VBZ Energiesparen: Benedikt Buhk, Madeleine Kyne, Elea Seidlmann (mit ESC Direktor Dr. Christian Schaffner)

Science-Policy-Podium

Im anschliessenden finalen Science-Policy-Podium wurde zwischen Forschung und Politik ein aktualisiertes Zwischenfazit gezogen: Technologien für die Energieproduktion, Energienetze, Gebäude, Energiespeicherung und Sektorkopplung sind grundsätzlich vorhanden. Es braucht aber einen deutlichen Effort für die Digitalisierung aller Infrastrukturen, mehr Energieeffizienz bei den Verbrauchern, die Elektrifizierung der Mobilität und einen stark beschleunigten Ausbau der erneuerbaren Energien. Für letzteres ist auch die Kompromissbereitschaft der lokalen Bevölkerung wichtig. Gegegenläufige Interessen im Natur- und Landschaftsschutz müssen mit dem wachsenden elektrischen Energiebedarf austariert werden, damit dieser die fossilen Brennstoffe ersetzen kann.

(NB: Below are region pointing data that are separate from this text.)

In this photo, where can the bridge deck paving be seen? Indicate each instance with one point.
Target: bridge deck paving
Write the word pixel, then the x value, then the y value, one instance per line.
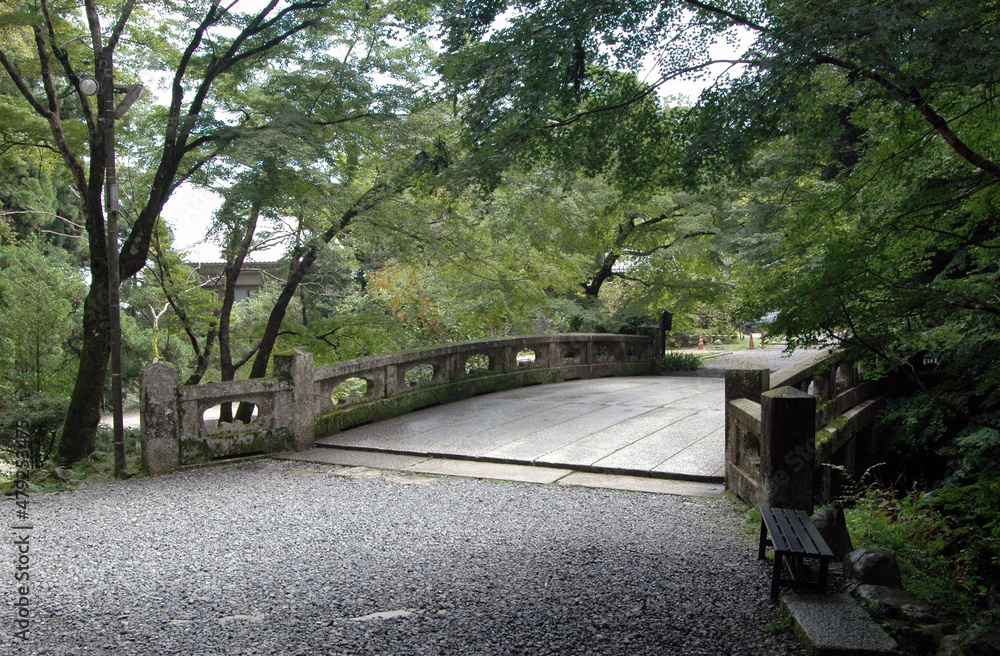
pixel 656 427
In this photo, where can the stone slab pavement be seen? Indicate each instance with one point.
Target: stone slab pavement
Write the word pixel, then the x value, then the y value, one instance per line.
pixel 658 427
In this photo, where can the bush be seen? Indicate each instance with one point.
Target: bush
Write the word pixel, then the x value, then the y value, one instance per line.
pixel 947 541
pixel 680 362
pixel 43 416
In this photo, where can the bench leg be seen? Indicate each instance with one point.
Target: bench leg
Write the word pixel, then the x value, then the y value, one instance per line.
pixel 763 541
pixel 824 564
pixel 776 576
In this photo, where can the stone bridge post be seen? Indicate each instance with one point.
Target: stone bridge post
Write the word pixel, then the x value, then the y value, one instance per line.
pixel 158 419
pixel 746 380
pixel 297 367
pixel 788 448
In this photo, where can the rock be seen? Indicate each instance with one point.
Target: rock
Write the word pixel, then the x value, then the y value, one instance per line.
pixel 831 524
pixel 872 567
pixel 984 643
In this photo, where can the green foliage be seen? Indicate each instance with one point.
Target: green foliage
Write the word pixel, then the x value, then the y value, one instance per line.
pixel 40 302
pixel 947 541
pixel 40 417
pixel 681 362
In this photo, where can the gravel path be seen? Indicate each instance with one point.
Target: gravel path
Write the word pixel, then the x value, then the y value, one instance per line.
pixel 274 557
pixel 773 356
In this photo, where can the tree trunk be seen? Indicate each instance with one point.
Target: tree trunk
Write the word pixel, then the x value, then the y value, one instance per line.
pixel 229 278
pixel 79 437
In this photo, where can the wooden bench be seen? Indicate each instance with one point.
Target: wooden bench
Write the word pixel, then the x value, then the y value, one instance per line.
pixel 794 537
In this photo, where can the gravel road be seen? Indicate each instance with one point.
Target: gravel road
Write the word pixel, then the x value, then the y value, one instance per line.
pixel 271 557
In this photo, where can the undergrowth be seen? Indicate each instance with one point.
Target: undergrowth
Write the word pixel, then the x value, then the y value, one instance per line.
pixel 99 467
pixel 681 362
pixel 946 541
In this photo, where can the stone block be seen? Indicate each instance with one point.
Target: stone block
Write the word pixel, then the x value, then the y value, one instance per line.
pixel 788 448
pixel 834 625
pixel 831 524
pixel 158 423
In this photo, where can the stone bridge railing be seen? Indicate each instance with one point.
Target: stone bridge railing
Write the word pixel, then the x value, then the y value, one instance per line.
pixel 781 431
pixel 302 402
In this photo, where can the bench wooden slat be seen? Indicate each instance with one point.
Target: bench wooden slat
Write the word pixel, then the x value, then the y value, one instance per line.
pixel 819 544
pixel 788 532
pixel 793 535
pixel 767 515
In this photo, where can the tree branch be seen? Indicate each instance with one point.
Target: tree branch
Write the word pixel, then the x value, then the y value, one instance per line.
pixel 913 97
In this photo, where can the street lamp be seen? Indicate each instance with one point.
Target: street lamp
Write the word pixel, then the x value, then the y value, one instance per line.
pixel 109 113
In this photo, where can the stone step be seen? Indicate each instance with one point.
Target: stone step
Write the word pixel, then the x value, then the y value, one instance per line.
pixel 834 625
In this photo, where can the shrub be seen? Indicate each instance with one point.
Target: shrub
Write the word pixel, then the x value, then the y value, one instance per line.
pixel 680 362
pixel 43 415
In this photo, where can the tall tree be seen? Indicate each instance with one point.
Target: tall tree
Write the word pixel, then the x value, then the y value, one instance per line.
pixel 206 51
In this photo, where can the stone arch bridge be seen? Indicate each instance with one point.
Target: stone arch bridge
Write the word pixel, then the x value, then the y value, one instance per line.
pixel 435 410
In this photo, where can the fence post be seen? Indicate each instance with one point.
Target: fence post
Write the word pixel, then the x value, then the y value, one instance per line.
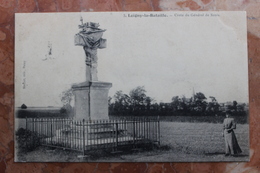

Da man noch mit gut gefüllten Gasspeichern in den aktuellen Winter 2022/23 eintreten konnte, könnte der Folgewinter 2023/24 wegen den eingangs nicht mehr vollständig gefüllten Gasspeichern kritischer werden. Will man Klimaschutz ernst nehmen, muss aber Gas langfristig mit erneuerbaren Energieträgern ersetzt werden und nicht einfach mit Flüssiggas. Photovoltaik kann im eher schwach produzierenden Winter ausgleichend mit gegenläufig produzierender Windkraft ergänzt werden. Und bei Engpässen wird sorgfältig dosierter Wasserstoff trotz seines deutlich tieferen Systemwirkungsgrads auch seinen Beitrag leisten. Die Regulierung muss nun relativ rasch sehr deutliche Anreize für einen stark beschleunigten Umbau aller betroffenen Infrastrukturen schaffen.

Animiertes Energieflussdiagramm der ETH

Die Energieflüsse für Strom, Wärme und Mobilität müssen bis 2050 neu geordnet und mit den richtigen Speichertechnologien ergänzt werden. Ein animiertes Energieflussdiagramm der ETH zeigt dies auch im saisonalen Verlauf.

Gleichzeitig braucht es ein hohes Augenmerk auf Fachkräfte mit entsprechender Aus- und Weiterbildung. Im akademischen Bereich bieten sich der Master in Energy Science and Technology und der Master in Integrated Building Systems an. Für die Berufspraxis gibt es neue neuen Berufslehren in der Solarbranche ab 2024/25, interessierte Lehrbetriebe können sich bereits jetzt dafür anmelden.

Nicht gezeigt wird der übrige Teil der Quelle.